Hi everyone! I dreamt last night of a wolf who ran past me without aggression. While that might be normal to others, it isn’t for me. Ever since I can remember, I have had reoccurring nightmares about wolves. In some of them, the wolves would circle around my house, and I had to try to keep the door closed, which, for some reason, wouldn’t shut, or they would walk inside the house with their hind legs, and I was pinned down in my bedroom with nothing to defend myself, to name a few. But one thing was sure they were always aggressive, and occasionally I would wake up terrified and my bed and clothes soaked with sweat. When I was growing up, those wolf dreams were a regular thing. Older I grew rarer they got (like once a year.) Today after waking up to that dream, the wolf eating a carcass and running past me in a forest crossroads, I felt stronger and at peace. And therefore I’m writing a short story about wolves.
She had been running for days now. Her muscles were sore, and she had cut herself from several places while trying to escape. But she couldn’t stop. The hunters’ shouts, the striking steps of their steeds, and the spite followed after her. She leaped over the ditch where cold water pushed forward, unable to stop to drink. She could smell the men and their hate and fear. They said she had taken a child. A girl.
She had taken no human child with her. Why would she? The summer had been plentiful, and the autumn showed promises of a mild winter. She lifted her head to listen to the hooves stopping at the brook, searching where she had gone. If it had been only the humans after her, they would have lost the direction with their lousy smell and sight, but there were those who made her snarl. The ones humans called dogs. She could hear them bark.
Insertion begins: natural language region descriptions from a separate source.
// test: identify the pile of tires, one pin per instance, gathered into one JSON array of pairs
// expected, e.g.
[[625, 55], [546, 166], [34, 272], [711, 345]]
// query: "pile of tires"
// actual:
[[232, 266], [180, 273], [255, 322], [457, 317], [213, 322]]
That was all they could do. Bark. Pitiful things. Wagging their tails, whimpering to get their master’s approval. No wolf would yield to an inferior creature.
She howled when she heard the chase continue. If they thought they could tire her to death, they knew nothing of her kind and the will they possessed. She picked up her pace, going deeper into the difficult forest terrain. The sound of the hooves beating against the soft ground full of stones, roots, and fallen trees quieted. The barking continued on, but the men slowed the dogs down.
Soon they would let them loose. The humans were predictable that way.
There they were, after her. She could hear five dogs panting ever so loudly. She wondered if she could take them; the men had driven hard the dogs chasing after her. And if they had tired her, the dogs were on their last strength. She wanted to howl. To make them understand how much they mattered to their masters. A girl was worthier than a five of their kind. But what then? Have them follow her?
No. She howled, but not for them but for her kind. There was another howl and another. She stopped running and turned around. In no time, the dogs were there with her. The leader of the pack launched at her.
She snarled and let out a low growl.
The dog didn’t stop. But instead of it landing at her, it was taken down by another wolf, and they tumbled away from the pack. The second dog was about to try its luck, but it whimpered when seven other wolves came forward. One thing she had to give to the poor creatures, they weren’t stupid. The dogs backed away, their ears and tails pressed against their bodies, groveling away, waiting to be killed. If she let them, her wolves, they would shred the dogs apart. She didn’t. The wolves let the dogs flee to their masters, even the one that had launched at her. Killing them wasn’t the purpose.
She and her pack left the men and their horses and gods behind. She made her way back to the den where the child would wait for her. The girl had to be taken. She was no human kind. She was one of them. A wolf. And as soon as the humans would have noticed, they would have killed her. Beaten her. Burned her. She was better off with them, halfling or not.
Thank you for reading, have a wonderful day!